Big mistake—but not for Elfman, as it turned out. His loyal fans, who were legion, marched on the station and flooded the Ring Radio telephone lines as never before. Within a week of the dismissal, Elfman was rehired. He was popular enough to say and do as he pleased.

Until then, no one had imagined that talk radio could have such influence.

A very short time later, I was watching the late news on television, probably after The Engelbert Humperdinck Show, and one story caused me to bolt upright in bed.

Local radio personality Herb Elfman was dead. A suicide.

As it turned out, Elfman had made a surprise trip to L.A., where he put a .22 caliber revolver to his head. Earlier that day, his wife had served him with divorce papers. He left behind four daughters and both his parents. The poor guy was forty-one, and finally at the pinnacle of success. After selling God-knows-how-many-thousand portrait photographs, his entire career at Ring Radio had lasted just a little over three months.

Herb Elfman’s death, sadly, also meant he wasn’t going to be on the air the next morning.9 And I knew they couldn’t run with: “Hey, the following three hours of silence are brought to you on account of Herb Elfman’s suicide.”

Luck is opportunity met by preparation. This man’s death was unfortunate, but for me it was also an opportunity. I was prepared to seize the day. And why not? If it wasn’t me, it would be somebody else. (Even my wife was shocked. And she knows me well.)

And so, the very next morning, when WRNG employees began showing up for work just before sunrise, they were surprised to find a man sitting outside the front door in a lawn chair he’d brought from home. That man, of course, was me.

“What are you doing here?” the station manager asked when he arrived.

“Oh, haven’t you heard?” I asked. “Herb Elfman’s dead. He committed suicide.”

“Yeah, we know. Why are you here?”

“Somebody’s got to do that show. I can do it.”

No doubt shocked, the station manager politely informed me that he’d already arranged for a replacement. “Our afternoon guy. He’s going to do the morning show. But thank you very much, Mr. Boortz.”

I was determined to get a job—to climb over the body of a dead talk-show host, if that’s what it took to get into the industry.

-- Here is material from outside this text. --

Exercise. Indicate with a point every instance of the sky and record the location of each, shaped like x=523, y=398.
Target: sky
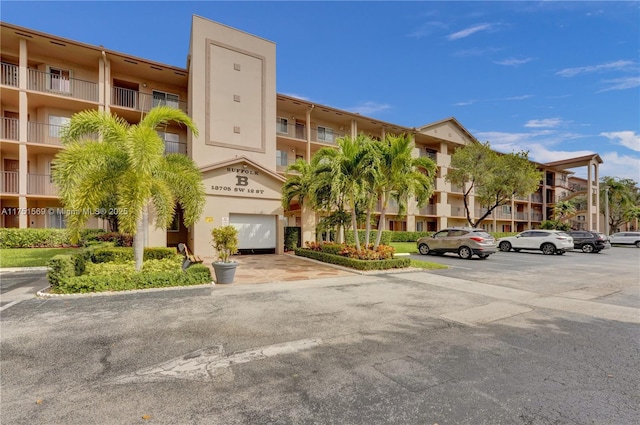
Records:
x=556, y=79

“Well, who’s going to do the afternoon show?” I asked, stopping him again as he attempted to enter the building.

“The afternoon show is going to go off the air before too long because of the end of daylight savings time and the early sunsets,” the station manager explained—rather patiently, all things considered. “So we’re just going to put somebody in there temporarily. But thank you very much, Mr. Boortz.”

“Good idea,” I said. “Put somebody in there temporarily. I’ll do it.”

He regarded me with a look of exasperation. Then his expression changed, just a bit. He knew who I was—a caller—and he knew I’d applied for jobs many times before, without success.

Until now. “Okay,” he said. “Come back this afternoon and you can do the afternoon show. But remember, it’s only going to last about six weeks.”

“Fine,” I said.

About two weeks later, they moved me to the morning show. That was more than thirty-five years ago. And I’ve been doing talk radio ever since.